Plus, for queues, it's so much easier to leverage database constraints and transactions to implement global concurrency limit, rate limit, and deduplication.

It's funny how "shameless plug" actually means "excuse the self-promotion" and implies at least a little bit of shame even when the reference is appropriate and on-topic.

Unfortunately, updating the row also creates dead tuples. It's very tricky!

It does, but because of how indexes work, I believe it won't be skewed by the presence of dead tuples (though the bloat can cause the live dat to be spread across a lot more blocks and therefore generate more I/O) as long as you run autoanalyze semi-regularly.

It depends on if you are getting Heap Only Tuples (HOT) updates or not. https://www.postgresql.org/docs/current/storage-hot.html

In this case, you might have enough dead tuples across your heap that you might get a lot of HOT updates. If you are processing in insertion order, you will also probably process in heap order, and you can actually get 0 HOT updates since the other tuples in the page aren't fully dead yet.
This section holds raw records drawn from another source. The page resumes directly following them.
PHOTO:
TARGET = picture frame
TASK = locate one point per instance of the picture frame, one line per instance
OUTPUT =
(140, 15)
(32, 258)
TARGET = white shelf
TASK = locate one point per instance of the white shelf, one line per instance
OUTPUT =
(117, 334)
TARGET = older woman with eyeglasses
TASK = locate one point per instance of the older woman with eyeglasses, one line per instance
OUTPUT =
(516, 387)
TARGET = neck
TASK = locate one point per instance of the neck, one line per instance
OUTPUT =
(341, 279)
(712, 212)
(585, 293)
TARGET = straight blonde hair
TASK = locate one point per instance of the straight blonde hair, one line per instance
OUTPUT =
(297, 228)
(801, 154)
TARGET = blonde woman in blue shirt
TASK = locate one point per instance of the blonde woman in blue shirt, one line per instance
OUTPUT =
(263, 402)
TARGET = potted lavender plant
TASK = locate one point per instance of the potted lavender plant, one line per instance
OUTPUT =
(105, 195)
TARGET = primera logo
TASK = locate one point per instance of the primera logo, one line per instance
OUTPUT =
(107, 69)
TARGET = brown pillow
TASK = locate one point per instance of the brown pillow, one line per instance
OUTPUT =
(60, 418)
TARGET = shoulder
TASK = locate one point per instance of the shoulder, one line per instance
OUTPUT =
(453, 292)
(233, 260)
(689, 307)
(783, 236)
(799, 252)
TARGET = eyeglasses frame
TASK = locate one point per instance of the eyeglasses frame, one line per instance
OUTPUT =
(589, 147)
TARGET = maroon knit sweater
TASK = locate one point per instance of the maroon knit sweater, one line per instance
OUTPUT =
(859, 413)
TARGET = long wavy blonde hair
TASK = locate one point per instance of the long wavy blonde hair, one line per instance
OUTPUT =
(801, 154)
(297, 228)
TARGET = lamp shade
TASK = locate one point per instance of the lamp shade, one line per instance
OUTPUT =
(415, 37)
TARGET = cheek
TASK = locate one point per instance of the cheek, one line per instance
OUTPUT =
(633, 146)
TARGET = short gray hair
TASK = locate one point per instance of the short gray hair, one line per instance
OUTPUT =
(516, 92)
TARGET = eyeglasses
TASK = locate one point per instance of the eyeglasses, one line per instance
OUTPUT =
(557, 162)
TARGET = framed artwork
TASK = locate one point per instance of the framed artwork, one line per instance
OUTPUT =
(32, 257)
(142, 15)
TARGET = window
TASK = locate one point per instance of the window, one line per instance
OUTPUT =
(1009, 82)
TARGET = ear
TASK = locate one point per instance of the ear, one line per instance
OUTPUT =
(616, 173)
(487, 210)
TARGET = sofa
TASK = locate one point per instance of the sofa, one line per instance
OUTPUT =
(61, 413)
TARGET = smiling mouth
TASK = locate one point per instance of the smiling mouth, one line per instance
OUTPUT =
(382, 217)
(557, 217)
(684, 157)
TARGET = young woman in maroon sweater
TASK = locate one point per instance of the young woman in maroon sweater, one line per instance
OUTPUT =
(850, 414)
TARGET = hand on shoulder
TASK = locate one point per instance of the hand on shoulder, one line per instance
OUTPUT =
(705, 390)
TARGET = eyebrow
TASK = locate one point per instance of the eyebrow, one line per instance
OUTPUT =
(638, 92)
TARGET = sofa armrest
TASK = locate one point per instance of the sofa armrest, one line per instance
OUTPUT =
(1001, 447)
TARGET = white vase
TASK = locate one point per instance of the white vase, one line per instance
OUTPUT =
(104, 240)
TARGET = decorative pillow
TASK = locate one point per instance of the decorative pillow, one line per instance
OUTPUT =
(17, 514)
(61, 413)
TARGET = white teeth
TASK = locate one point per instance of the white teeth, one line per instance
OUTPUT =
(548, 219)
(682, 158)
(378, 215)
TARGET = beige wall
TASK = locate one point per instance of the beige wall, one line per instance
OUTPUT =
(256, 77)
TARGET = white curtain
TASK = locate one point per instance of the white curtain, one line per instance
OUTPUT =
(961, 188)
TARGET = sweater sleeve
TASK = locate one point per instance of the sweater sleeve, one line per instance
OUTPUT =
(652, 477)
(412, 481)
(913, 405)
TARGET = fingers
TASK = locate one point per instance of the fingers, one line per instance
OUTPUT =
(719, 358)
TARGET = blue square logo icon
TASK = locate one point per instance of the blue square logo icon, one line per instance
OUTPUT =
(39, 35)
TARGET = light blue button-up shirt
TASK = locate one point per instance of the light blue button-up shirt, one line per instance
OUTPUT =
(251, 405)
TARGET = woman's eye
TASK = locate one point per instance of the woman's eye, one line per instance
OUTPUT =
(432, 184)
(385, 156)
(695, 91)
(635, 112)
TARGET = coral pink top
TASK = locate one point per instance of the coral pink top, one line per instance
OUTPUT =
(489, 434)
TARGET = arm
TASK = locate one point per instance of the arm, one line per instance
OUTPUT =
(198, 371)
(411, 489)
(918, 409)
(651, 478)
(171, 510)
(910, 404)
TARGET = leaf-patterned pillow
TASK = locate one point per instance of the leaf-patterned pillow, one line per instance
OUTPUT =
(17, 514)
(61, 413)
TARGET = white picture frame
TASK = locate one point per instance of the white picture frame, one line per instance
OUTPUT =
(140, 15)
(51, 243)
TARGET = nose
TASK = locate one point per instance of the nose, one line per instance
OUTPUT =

You could try using a lower fillfactor to avoid this, but that's also bad for performance so it might not help.

If you have a "done" column that you filter on using a partial index, then it would never use HOT updates anyway, since HOT requires that none of the modified columns have an index.

False.

As of PG16, HOT updates are tolerated against summarizing indexes, such as BRIN.

https://www.postgresql.org/docs/16/storage-hot.html

Besides, you probably don't want "done" jobs in the same table as pending or retriable jobs - as you scale up, you likely want to archive them as it provides various operational advantages, at no cost.

Not false. Nobody would ever use BRIN for this. I'm talking about regular indexes, which do prevent HOT.

If you read my earlier comment properly, you'll notice a "done" column is to avoid deleting columns on the hot path and avoid dead tuples messing up the planner. I agree that a table should not contain done jobs, but then you risk running into the dead tuple problem. Both approaches are a compromise.